Question d’agrémenter notre séjour, Annik, Naomi et Théo sont aussi tombés malades à leur tour. On nous annonce que la gastro d'Emma est hautement contagieuse. Wow, quelle surprise ! Diarrhée pour Naomi et maman.  Perpétuels vomissements pour Théo. Contrairement à Emma, nous avons heureusement pu intervenir à temps. Vraiment, on a eu du plaisir en Inde. Nous nous en sommes sortis. Nous étions heureux de partir pour retrouver notre maison à Surkhet. Cher Népal on t’aime pas mal finalement !
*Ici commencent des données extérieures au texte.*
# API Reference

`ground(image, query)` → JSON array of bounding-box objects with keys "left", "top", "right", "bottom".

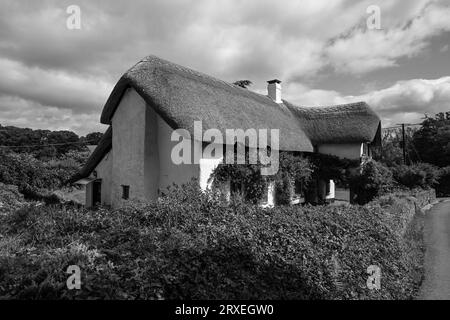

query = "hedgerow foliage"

[
  {"left": 392, "top": 163, "right": 440, "bottom": 189},
  {"left": 0, "top": 184, "right": 432, "bottom": 299},
  {"left": 351, "top": 159, "right": 393, "bottom": 204},
  {"left": 0, "top": 151, "right": 87, "bottom": 192}
]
Départ: 8h30. Nous arrivons  aux douanes indiennes-népalaises vers 14h30. On rempli 3 fois des papiers similaires (numéros de passeport, départ, arrivée, résidence, no de visa, etc) pour les 5 ! Quelle bureaucratie  inutile. Bye Bye INDE!!!

Voici une citation que j’ai lu dans un livre sur l’Inde récemment. Elle se retrouve dans une lettre que Winston Churchill a écrit à sa mère en parlant de Calcutta, une ville en Inde.

Je serai toujours heureux de l’avoir vue- et donc de savoir que je n’aurais plus jamais à la revoir »[i] (Bumiller, 2002, p.242). 

Moi, je dis la même chose mais pour l’Inde dans sa totalité ! On part des frontières, il est 16h30. Nous quittons l'épais brouillard des derniers jours dès que nous revenons en terrain montagneux, dans le district de Surkhet, comme si notre région nous accueillait sous «un ciel nouveau». On arrivera à Surkhet vers 20h00. Enfin, nous sommes arrivés sains et saufs. Nous avons pris enfin une douche chaude, parce qu’à l’hôpital nous n’en n’avons pas eu durant tout ce séjour; la douche était brisée… Télés plasma, personnel médical qualifié, murs et planchers en marbre, réception démesurée mais pas de douches.



[i] (Bumiller, E, 2002, Que vous soyez mère de cent fils- Un voyage parmi les femmes de l’Inde, New Delhi, 347p.)